Neural networks have many practical applications and body scanning could be one of them
The US Department of Homeland Security (DHS) is launching a $1.5 million (£1.2m) competition to use neural network technology to improve airport screening procedures.
Working with Google, the agency is turning to data scientists to design computer algorithms that are able to automatically scan images captured by body scanners and spot hidden items at airport security checkpoints.

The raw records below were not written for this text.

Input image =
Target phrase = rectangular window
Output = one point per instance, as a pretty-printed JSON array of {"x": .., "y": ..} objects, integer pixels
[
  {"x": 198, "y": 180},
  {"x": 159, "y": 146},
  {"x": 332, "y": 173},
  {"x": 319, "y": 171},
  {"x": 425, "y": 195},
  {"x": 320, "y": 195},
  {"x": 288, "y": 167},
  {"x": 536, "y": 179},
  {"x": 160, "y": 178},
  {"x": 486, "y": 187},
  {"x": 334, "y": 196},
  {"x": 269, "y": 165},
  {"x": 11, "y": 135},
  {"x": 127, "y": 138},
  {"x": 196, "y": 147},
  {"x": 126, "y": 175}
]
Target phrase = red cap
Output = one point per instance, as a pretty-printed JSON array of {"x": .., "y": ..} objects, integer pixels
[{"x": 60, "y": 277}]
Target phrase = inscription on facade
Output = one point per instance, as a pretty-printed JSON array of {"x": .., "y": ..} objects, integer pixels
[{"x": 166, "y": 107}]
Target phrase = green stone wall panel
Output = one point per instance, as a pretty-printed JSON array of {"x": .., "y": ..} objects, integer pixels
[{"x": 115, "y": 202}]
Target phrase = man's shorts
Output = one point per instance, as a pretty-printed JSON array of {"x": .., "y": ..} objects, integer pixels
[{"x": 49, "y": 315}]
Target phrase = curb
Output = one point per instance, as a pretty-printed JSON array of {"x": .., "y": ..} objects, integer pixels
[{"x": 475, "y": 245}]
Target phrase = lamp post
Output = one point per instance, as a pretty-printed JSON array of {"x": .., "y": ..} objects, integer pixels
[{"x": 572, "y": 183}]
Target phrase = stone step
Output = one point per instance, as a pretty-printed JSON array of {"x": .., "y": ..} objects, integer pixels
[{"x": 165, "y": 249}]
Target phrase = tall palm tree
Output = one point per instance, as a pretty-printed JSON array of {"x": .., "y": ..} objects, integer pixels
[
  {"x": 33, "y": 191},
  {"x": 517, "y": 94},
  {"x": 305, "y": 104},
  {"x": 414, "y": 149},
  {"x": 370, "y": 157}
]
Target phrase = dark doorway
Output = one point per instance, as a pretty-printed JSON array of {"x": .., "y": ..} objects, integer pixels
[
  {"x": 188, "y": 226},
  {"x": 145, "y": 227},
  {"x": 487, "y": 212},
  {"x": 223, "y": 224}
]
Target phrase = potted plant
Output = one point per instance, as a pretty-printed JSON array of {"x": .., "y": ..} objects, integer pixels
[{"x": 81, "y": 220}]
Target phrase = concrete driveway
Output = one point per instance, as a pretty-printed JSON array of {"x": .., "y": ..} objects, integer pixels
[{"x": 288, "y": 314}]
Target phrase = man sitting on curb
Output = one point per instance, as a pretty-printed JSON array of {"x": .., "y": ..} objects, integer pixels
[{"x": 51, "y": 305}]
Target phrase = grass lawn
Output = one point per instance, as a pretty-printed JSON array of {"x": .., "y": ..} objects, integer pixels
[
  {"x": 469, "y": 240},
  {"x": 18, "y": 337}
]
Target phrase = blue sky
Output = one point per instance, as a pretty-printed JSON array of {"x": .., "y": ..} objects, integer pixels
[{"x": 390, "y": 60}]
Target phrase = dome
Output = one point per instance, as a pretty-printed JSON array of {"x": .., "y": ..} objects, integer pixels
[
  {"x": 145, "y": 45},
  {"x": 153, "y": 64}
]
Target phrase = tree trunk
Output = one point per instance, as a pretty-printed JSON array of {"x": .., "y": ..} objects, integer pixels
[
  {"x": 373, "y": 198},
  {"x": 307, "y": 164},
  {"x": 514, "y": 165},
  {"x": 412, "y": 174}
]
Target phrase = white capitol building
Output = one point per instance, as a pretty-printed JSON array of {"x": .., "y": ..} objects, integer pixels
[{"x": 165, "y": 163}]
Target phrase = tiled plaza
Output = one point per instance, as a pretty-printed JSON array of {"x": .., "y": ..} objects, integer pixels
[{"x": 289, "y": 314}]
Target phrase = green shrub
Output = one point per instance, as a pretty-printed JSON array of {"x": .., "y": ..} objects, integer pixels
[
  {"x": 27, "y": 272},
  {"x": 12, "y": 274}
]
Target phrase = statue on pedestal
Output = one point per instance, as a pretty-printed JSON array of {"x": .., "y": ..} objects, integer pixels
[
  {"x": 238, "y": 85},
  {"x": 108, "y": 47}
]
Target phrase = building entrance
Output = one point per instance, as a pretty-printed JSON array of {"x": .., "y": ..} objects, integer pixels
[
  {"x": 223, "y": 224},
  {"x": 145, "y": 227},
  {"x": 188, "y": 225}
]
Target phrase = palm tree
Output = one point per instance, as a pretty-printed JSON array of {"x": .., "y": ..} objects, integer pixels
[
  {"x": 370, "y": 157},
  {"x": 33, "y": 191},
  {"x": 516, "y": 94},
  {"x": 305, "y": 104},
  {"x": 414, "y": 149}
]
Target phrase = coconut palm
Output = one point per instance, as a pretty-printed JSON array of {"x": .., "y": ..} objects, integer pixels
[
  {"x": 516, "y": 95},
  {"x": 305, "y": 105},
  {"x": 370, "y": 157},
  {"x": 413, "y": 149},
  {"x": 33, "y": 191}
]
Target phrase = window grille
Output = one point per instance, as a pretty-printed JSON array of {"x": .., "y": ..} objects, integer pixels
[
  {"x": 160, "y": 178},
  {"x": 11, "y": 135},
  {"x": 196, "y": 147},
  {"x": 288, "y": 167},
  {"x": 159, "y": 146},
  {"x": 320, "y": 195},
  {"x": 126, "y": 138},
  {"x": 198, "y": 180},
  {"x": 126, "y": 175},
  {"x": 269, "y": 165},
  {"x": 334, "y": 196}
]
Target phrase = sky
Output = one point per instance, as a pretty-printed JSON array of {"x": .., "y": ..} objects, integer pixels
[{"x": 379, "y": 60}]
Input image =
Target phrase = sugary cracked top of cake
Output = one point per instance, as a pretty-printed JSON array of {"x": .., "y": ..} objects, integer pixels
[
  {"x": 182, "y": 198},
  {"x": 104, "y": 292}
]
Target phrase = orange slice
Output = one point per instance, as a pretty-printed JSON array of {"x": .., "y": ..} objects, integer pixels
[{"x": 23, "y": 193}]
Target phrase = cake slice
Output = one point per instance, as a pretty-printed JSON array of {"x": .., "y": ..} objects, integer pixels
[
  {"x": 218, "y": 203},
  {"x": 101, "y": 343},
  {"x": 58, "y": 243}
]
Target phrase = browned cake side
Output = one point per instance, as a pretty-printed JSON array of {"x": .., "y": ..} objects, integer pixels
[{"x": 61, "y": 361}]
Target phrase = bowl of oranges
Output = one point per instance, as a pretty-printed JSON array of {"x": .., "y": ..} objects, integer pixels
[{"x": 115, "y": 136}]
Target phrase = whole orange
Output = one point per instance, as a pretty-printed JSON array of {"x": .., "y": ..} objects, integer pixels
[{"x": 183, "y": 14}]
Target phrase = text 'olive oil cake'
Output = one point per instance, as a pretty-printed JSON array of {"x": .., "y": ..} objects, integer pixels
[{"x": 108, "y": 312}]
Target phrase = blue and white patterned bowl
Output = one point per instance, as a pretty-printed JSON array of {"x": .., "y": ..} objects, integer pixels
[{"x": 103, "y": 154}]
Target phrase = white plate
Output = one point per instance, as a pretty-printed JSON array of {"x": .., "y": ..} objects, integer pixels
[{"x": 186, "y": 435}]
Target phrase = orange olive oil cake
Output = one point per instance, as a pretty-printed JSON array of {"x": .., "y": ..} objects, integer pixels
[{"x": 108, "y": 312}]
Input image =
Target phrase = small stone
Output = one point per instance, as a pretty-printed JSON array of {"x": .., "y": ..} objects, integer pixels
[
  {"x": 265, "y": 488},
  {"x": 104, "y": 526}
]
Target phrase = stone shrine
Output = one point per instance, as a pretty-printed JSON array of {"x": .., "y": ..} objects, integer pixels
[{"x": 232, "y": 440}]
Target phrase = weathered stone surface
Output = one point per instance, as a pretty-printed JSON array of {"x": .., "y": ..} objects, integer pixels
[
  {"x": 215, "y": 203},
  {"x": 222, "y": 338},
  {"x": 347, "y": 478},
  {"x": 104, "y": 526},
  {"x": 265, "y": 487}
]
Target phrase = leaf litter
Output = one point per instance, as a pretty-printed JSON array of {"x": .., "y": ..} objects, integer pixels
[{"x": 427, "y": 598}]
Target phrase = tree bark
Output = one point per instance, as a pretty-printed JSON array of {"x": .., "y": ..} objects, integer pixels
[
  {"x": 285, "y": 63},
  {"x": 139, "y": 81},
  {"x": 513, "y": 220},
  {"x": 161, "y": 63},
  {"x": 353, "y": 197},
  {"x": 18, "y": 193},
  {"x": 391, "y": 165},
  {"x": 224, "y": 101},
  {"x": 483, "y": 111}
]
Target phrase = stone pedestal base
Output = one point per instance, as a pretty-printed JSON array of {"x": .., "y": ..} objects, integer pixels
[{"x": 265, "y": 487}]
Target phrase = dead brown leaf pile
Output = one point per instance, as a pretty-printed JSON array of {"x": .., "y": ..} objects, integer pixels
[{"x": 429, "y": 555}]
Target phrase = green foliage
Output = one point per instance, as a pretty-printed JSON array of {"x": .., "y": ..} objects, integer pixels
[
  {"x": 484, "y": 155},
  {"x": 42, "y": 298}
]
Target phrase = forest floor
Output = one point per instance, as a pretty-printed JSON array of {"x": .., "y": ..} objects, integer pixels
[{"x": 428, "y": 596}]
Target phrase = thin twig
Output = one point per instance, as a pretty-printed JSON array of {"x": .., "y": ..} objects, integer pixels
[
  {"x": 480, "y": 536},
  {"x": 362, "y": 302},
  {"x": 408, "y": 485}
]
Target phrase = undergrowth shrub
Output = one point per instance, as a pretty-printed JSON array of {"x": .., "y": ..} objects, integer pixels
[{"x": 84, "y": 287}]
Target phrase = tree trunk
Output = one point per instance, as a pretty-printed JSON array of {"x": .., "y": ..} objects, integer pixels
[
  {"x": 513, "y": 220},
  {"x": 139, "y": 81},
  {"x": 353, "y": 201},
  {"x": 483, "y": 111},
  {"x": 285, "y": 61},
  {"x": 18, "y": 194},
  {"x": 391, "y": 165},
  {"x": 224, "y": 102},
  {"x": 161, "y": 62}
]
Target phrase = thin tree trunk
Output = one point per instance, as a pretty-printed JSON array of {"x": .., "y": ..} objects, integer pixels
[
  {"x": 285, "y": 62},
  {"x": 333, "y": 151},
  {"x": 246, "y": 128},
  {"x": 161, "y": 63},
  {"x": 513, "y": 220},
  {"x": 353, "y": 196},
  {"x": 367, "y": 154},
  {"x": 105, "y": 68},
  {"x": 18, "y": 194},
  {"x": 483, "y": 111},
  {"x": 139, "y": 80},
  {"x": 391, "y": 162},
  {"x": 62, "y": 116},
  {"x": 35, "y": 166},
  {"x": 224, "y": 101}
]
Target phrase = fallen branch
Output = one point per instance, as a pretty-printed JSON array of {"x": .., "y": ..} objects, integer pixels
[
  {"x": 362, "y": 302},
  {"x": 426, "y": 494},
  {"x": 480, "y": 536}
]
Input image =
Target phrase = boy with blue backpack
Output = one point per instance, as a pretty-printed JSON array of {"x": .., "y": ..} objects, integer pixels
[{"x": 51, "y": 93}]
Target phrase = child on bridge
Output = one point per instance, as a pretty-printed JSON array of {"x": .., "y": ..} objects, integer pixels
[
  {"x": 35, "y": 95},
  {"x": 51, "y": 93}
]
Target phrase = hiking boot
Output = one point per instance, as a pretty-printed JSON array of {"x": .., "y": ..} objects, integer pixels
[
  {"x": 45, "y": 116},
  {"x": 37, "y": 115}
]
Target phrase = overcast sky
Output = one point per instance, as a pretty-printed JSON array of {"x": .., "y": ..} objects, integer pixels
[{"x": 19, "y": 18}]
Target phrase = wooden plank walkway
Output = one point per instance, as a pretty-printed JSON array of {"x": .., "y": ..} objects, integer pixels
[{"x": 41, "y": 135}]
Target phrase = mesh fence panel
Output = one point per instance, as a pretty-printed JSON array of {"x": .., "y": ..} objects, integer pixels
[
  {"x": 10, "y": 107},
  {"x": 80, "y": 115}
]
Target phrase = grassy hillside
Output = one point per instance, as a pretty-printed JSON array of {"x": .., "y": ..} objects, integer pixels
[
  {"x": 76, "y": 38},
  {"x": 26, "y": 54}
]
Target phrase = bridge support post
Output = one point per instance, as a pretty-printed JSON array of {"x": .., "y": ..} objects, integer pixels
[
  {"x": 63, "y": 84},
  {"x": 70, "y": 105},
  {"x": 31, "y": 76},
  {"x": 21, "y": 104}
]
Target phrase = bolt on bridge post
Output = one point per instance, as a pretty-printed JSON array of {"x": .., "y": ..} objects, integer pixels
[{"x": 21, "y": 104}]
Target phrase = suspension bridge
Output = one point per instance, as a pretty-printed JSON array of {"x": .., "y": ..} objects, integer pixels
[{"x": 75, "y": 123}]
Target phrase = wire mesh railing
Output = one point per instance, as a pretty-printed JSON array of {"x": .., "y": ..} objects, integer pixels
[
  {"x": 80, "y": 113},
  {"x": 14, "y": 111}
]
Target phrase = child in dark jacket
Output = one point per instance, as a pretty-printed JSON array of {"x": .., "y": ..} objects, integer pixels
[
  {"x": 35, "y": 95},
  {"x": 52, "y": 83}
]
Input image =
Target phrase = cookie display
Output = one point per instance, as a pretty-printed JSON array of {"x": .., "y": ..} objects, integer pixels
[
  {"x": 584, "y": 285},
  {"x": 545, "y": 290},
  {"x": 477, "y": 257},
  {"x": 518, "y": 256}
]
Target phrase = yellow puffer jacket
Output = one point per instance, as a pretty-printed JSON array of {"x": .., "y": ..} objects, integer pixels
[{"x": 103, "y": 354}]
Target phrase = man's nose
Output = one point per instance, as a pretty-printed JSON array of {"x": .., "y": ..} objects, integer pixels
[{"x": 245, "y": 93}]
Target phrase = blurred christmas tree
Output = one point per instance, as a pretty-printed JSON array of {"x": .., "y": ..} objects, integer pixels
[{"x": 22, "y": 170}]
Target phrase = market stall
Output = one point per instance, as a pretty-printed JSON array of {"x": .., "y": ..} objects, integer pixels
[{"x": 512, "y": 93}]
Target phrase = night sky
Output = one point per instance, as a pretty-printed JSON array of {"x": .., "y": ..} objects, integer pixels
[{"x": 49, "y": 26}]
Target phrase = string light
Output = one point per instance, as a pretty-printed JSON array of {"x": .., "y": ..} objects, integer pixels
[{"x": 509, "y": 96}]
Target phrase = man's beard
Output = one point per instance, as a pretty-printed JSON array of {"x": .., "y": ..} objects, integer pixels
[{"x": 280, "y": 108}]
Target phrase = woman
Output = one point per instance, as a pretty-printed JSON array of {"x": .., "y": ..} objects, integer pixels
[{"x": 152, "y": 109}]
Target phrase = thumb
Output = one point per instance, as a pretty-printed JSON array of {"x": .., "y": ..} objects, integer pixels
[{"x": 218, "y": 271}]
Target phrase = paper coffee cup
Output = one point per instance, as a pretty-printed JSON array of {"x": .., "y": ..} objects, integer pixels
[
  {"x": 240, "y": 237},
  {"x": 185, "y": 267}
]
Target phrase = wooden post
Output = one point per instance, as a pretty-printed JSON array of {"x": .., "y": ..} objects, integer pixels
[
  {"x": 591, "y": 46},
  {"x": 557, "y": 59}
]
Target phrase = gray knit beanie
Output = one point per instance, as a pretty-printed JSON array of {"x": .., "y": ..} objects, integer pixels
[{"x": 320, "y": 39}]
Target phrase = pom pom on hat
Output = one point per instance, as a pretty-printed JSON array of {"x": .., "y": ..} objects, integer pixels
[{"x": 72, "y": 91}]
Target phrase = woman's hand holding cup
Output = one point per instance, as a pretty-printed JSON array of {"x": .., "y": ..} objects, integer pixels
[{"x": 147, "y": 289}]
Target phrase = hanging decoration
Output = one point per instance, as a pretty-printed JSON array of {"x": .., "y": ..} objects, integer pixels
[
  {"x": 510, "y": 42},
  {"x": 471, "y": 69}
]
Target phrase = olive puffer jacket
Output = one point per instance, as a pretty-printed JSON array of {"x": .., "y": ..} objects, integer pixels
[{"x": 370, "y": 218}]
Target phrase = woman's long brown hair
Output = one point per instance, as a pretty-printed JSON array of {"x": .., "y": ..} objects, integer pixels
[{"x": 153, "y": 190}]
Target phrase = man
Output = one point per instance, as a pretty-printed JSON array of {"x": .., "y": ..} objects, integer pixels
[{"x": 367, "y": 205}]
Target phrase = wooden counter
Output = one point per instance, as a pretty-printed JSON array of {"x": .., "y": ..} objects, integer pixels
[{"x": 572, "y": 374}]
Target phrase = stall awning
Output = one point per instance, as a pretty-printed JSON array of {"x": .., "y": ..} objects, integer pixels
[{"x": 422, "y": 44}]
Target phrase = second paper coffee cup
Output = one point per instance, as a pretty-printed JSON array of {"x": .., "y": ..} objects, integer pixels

The contest will be run on Google-owned website Kaggle, a crowdsourcing platform specifically for machine learning and data analytics competitions.
According to Kaggle founder and CEO Anthony Goldbloom, the DHS contest will look to make use of neural networks, a technology that is rapidly increasing in importance in the world of machine learning and artificial intelligence.
Neural networks are essentially computer systems modelled on the human brain that are able to learn specific tasks by analysing huge quantities of data and are drawing significant investment from the world’s biggest technology companies.
For example, Google is using the technology to build AI systems that can create their own encryption and HPE recently partnered with Nvidia to power deep learning neural networks through graphics processing units (GPUs).
Neural networks have practical applications in a range of industries and DHS is hoping such a system can be used to more accurately read body scans to speed up the security process at airports and reduce the dependency on humans.
And, by crowdsourcing the competition on Kaggle, the agency will be able to tap into the skills of over a million data scientists to solve the extremely complex problem and transform airport security.
Airports are also upping their technology investments over here in the UK. London City is set to become the UK’s first airport to install a digital air traffic control tower, while Gatwick has installed 2,000 beacons to power an indoor navigation system based on augmented reality.